Opening a restaurant entails a lot of behind-the-scenes work — or, at least it used to. In the last month or so, the chefs behind Wes Burger, Del Popolo, and Junju all announced they are taking their popular pop-ups permanent. It's a trend Bay Area diners are seeing more and more of these days, especially as other pop-ups-turned-permanent — like Lazy Bear and Wise Sons, both of which got their start this way — have been able to find such success with the scrappy, but sensible, model. Instead of privately throwing invite-only investor dinner parties and testing recipes behind closed doors, chefs are opening up their kitchens to the public with the hopes of honing the concept and food, building a fan base and finding potential investors. And it's working.
In many cases, the chefs who start pop-ups don't have a brick-and-mortar restaurant as an end goal. That was definitely the case with Wes Rowe who's been satisfying burger lovers since July 2013 with his weekly WesBurger pop-up at Mojo Bicycle Café. Becoming a full-time chef wasn't something Rowe even knew he wanted to do when he moved here from Texas in 2000 (he's a photographer by trade), but the people clamoring for his food made him realize he had something special. It's because of the organic customer base that Rowe's managed to grow (and the help of business partner Chris Hastings of the Castro's Lookout), that when Wes Burger n' More opens in the Mission at the beginning of 2016, Rowe will already be many, many steps ahead of most first-time restaurateurs. "We're not just starting a restaurant no one's ever heard of," Rowe says. "Instead, it's like ‘Finally! There's a restaurant.'"
Other chefs are able to use pop-ups as a chance to really work on their food and hone their concept, something Robin Song who is opening Junju in 2016 started doing at Hog & Rocks with the late night pop-up when he was the chef and will continue to do starting this Friday at Feastly's location in the Dogpatch. Song already knows people love his food, but by not taking a break while he gets the restaurant ready, he has the opportunity to keep the buzz alive, all while giving investors a chance to try his dishes and see what everyone's raving about.
I thought it might make us seem amateurish.

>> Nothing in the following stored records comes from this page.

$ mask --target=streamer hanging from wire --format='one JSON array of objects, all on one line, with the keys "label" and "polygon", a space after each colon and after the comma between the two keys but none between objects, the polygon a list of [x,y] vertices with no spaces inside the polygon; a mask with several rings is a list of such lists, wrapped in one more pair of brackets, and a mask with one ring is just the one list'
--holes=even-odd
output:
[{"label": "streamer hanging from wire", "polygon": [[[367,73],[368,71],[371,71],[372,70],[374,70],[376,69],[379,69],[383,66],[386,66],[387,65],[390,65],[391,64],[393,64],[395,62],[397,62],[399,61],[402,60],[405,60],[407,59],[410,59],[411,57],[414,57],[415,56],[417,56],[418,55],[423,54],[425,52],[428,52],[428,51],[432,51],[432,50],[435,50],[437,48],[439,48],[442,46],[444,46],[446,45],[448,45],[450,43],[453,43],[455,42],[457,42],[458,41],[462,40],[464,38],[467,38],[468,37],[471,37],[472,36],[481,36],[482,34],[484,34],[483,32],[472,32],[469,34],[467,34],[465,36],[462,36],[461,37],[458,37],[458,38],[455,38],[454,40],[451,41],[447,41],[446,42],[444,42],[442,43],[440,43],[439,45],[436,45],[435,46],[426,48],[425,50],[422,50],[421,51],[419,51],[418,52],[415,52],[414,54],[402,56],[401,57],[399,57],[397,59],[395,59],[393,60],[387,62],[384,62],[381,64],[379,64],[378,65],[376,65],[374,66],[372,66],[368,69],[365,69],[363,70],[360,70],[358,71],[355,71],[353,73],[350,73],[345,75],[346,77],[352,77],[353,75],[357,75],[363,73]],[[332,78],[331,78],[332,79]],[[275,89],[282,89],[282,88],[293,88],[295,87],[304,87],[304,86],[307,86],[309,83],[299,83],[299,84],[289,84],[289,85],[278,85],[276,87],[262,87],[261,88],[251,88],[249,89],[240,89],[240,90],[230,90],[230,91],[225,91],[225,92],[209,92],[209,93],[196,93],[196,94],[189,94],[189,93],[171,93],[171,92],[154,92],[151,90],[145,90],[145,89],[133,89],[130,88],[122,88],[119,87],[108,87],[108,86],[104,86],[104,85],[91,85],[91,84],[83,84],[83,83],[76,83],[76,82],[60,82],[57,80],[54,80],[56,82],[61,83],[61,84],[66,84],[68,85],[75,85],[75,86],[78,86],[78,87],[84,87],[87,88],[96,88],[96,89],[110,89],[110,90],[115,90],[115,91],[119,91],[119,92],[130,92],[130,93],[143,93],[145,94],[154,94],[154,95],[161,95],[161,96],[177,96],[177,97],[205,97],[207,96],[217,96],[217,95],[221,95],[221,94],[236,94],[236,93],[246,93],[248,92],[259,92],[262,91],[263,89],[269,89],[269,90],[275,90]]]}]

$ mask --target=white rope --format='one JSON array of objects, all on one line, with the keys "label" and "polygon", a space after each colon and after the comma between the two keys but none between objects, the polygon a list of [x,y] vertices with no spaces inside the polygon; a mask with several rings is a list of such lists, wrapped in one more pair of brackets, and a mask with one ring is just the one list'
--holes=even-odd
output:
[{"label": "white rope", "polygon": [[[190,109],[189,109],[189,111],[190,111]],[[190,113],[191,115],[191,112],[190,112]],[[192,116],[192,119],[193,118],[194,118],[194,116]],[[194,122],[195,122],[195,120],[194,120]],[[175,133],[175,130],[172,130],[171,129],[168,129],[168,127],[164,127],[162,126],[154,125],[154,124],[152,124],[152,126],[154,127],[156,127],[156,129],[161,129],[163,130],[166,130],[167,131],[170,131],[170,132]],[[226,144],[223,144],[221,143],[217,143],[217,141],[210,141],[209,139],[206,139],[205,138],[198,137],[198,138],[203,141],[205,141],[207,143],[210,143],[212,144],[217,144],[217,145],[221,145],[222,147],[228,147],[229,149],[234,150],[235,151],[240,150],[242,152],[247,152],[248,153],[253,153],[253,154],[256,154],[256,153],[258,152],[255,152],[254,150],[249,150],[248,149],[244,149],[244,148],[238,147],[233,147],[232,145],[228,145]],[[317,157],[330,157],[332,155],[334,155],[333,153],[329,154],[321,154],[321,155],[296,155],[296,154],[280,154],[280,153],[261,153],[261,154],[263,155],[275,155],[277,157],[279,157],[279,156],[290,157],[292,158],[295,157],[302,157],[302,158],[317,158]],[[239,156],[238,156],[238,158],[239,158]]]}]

That's similar to what Evan Bloom and Leo Beckerman experienced when they first opened their Wise Sons pop-up, even though their pop-up was totally unplanned and Bloom admits that, at the time, he thought it might be a bad idea. "I thought it might make us seem amateurish," he says, since pop-ups weren't all the rage in 2011, like they are now. Beckerman pushed for it, however, and Bloom now admits, "It was the best thing we could have done." He says the pop-up allowed the team to work on their food, come up with a better business plan, meet people who were willing to chip in (like the lawyer who helped them get a beer and wine license), and mostly, to build a loyal following. "There was a couple in their late 80s that followed us to each of the locations," Bloom says. "They'd go to the location before, ask where we went, and then find us at the next spot." Ultimately, the couple found Wise Sons' permanent home on 24th Street and continue to dine there today.
And while most pop-up chefs are just excited at the thought of having a full kitchen, their own permanent space, and living a dream they maybe didn't even realize they had, if all goes well, it can be so much more. Chef David Barzelay of Lazy Bear reflects that when he started his pop-up, in no way was it about trying to build a brick-and-mortar. "It was just a fun thing to do," he says. Still, as he started cooking for more and more people, he built a following. That following led to a group of just over 40 small investors. Which led to a permanent location. Which, as of last week, led to a Michelin star. Talk about a pop-up pipe dream.